Ultimate underdog blazing a trail
Becky Hammon, one of the greatest WNBA players, signs with San Antonio to become the first full-time paid female NBA assistant coach
Becky Hammon has been defying the odds her entire basketball life. Now, the ultimate underdog is preparing for her biggest challenge yet.
Hammon has just accepted a coaching position with the San Antonio Spurs, making her the first full-time paid female NBA assistant coach. She will begin her new job when her current one, playing in the WNBA for the San Antonio Stars, is over at the end of the season.
"I'm the person that always is kind of like left off the roster. I'm the one that's always kind of picked last," Hammon said. "So this whole thing to me is a little bit crazy and mind-boggling that an opportunity like this has come down the pipe."
The 1.68-metre guard has always seemed to be going against the grain. Coming out of high school, a lot of coaches told her she could not play at the next level. She proved them wrong, having a stellar All-American career at Colorado State. She was not drafted by any WNBA team, but went on to be honoured as one of the league's 15 greatest players of all time.
She also became the highest profile American women's basketball player to compete for another country in the Olympics when she helped guide Russia to a bronze medal in the 2008 Beijing Games.
"I do feel like those situations built character and built a persistence about me, made me work harder and study harder," Hammon said. "All those little things that you go through year after year, it builds something in you. Now, taking on this next challenge, I know the same thing that got me through those things are the fibres of what I'm made up of.
"Nothing in my life has really ever been easy. I've always been someone who did it uphill. I'm up for challenges. I'm up for being outside the box, making tough decisions and challenges ... and I'm a little bit of an adrenaline junkie. Throw those all in there and this was the perfect challenge and opportunity."
The 16-year WNBA veteran will work with Spurs coach Gregg Popovich on scouting, game-planning and the day-to-day grind of practice like no woman has done before.
"It will definitely open some doors," said Chicago Sky coach Pokey Chatman. "People who know Becky will understand that she put herself in a position to create this opportunity. Everybody knows that Pop is not about doing something for publicity because he does not need it.
"It is about his values and who she is. It is a perfect marriage, I hate to use that in that sense, but it is 2014 with social media and everybody having eyes on it, I think it is really going to be something special for us."
Hammon, humble about her new job, quickly deflected the success women have had in other areas. "As cool as it is, this is just the fact that this is basketball," she said. "There are women who have been trailblazers on much bigger paths. And really, they were trailblazers for things like this to happen. There are a lot more important things going on in the bigger [picture]."
Hammon was also quick to note that she got the job on her basketball ability and not because of her gender.

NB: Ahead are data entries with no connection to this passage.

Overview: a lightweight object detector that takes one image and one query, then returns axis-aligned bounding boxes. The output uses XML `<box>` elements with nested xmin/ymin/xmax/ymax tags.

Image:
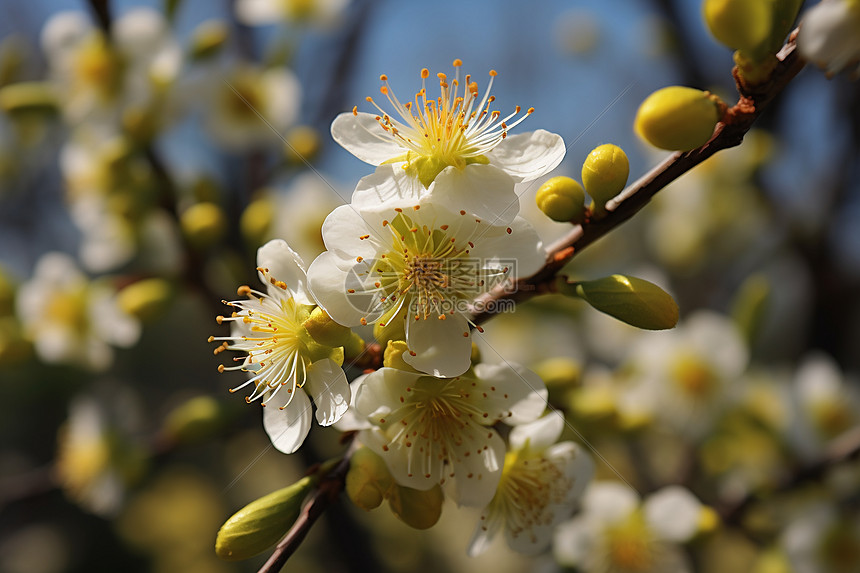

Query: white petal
<box><xmin>428</xmin><ymin>164</ymin><xmax>520</xmax><ymax>225</ymax></box>
<box><xmin>403</xmin><ymin>313</ymin><xmax>472</xmax><ymax>378</ymax></box>
<box><xmin>331</xmin><ymin>112</ymin><xmax>406</xmax><ymax>165</ymax></box>
<box><xmin>305</xmin><ymin>358</ymin><xmax>350</xmax><ymax>426</ymax></box>
<box><xmin>644</xmin><ymin>486</ymin><xmax>702</xmax><ymax>543</ymax></box>
<box><xmin>263</xmin><ymin>388</ymin><xmax>311</xmax><ymax>454</ymax></box>
<box><xmin>257</xmin><ymin>239</ymin><xmax>314</xmax><ymax>304</ymax></box>
<box><xmin>508</xmin><ymin>410</ymin><xmax>564</xmax><ymax>451</ymax></box>
<box><xmin>308</xmin><ymin>251</ymin><xmax>379</xmax><ymax>326</ymax></box>
<box><xmin>352</xmin><ymin>165</ymin><xmax>425</xmax><ymax>212</ymax></box>
<box><xmin>487</xmin><ymin>129</ymin><xmax>565</xmax><ymax>182</ymax></box>
<box><xmin>451</xmin><ymin>427</ymin><xmax>505</xmax><ymax>507</ymax></box>
<box><xmin>475</xmin><ymin>363</ymin><xmax>548</xmax><ymax>425</ymax></box>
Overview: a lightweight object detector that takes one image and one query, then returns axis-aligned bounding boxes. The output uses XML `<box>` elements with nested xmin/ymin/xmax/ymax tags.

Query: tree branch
<box><xmin>473</xmin><ymin>30</ymin><xmax>805</xmax><ymax>325</ymax></box>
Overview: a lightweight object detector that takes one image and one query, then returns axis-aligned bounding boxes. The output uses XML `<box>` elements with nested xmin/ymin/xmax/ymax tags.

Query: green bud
<box><xmin>535</xmin><ymin>177</ymin><xmax>585</xmax><ymax>223</ymax></box>
<box><xmin>634</xmin><ymin>86</ymin><xmax>725</xmax><ymax>151</ymax></box>
<box><xmin>731</xmin><ymin>275</ymin><xmax>771</xmax><ymax>343</ymax></box>
<box><xmin>343</xmin><ymin>331</ymin><xmax>367</xmax><ymax>360</ymax></box>
<box><xmin>702</xmin><ymin>0</ymin><xmax>772</xmax><ymax>52</ymax></box>
<box><xmin>180</xmin><ymin>202</ymin><xmax>227</xmax><ymax>248</ymax></box>
<box><xmin>302</xmin><ymin>307</ymin><xmax>352</xmax><ymax>347</ymax></box>
<box><xmin>582</xmin><ymin>143</ymin><xmax>630</xmax><ymax>205</ymax></box>
<box><xmin>557</xmin><ymin>275</ymin><xmax>678</xmax><ymax>330</ymax></box>
<box><xmin>388</xmin><ymin>485</ymin><xmax>445</xmax><ymax>529</ymax></box>
<box><xmin>215</xmin><ymin>476</ymin><xmax>316</xmax><ymax>561</ymax></box>
<box><xmin>0</xmin><ymin>82</ymin><xmax>58</xmax><ymax>115</ymax></box>
<box><xmin>382</xmin><ymin>340</ymin><xmax>418</xmax><ymax>372</ymax></box>
<box><xmin>189</xmin><ymin>20</ymin><xmax>230</xmax><ymax>60</ymax></box>
<box><xmin>164</xmin><ymin>396</ymin><xmax>222</xmax><ymax>444</ymax></box>
<box><xmin>117</xmin><ymin>278</ymin><xmax>173</xmax><ymax>321</ymax></box>
<box><xmin>346</xmin><ymin>448</ymin><xmax>394</xmax><ymax>511</ymax></box>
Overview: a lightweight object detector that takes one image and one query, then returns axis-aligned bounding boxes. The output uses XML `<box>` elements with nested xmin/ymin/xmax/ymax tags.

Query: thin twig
<box><xmin>473</xmin><ymin>30</ymin><xmax>804</xmax><ymax>325</ymax></box>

"Obviously, that's great and it's a tremendous honour, but I think the bigger point is I'm getting hired because I'm capable, because of my basketball IQ, and stuff that they've seen in me personally," she said.
San Antonio is the perfect fit for Hammon. Last season, she attended Spurs practices, film sessions and sat behind the bench at home games after suffering a torn ACL that kept her from playing. She has been friends with Tony Parker and Tim Duncan since competing in an NBA All-Star shooting competition in 2008, a familiarity that will help as she makes her transition to coaching the two stars.
"It's good she's also going into a situation where people recognise it's not a publicity stunt," said Washington Mystics coach Mike Thibault. "Popovich is comfortable in his own skin. They're the world champions. They're kind of a low-key organisation. Doing something like this is something they feel is a good thing to do."
Hammon is not the first woman to work with NBA players. In the 2001-02 season, Cleveland Cavaliers coach John Lucas brought Lisa Boyer into the practices and some games. Boyer, now an assistant at South Carolina, was not paid by the Cavaliers and did not travel with the team.
Nancy Lieberman and Charlotte Bobcats sideline reporter Stephanie Ready have both coached teams in the NBA Development League. Lieberman now serves as the general manager of the Texas Legends.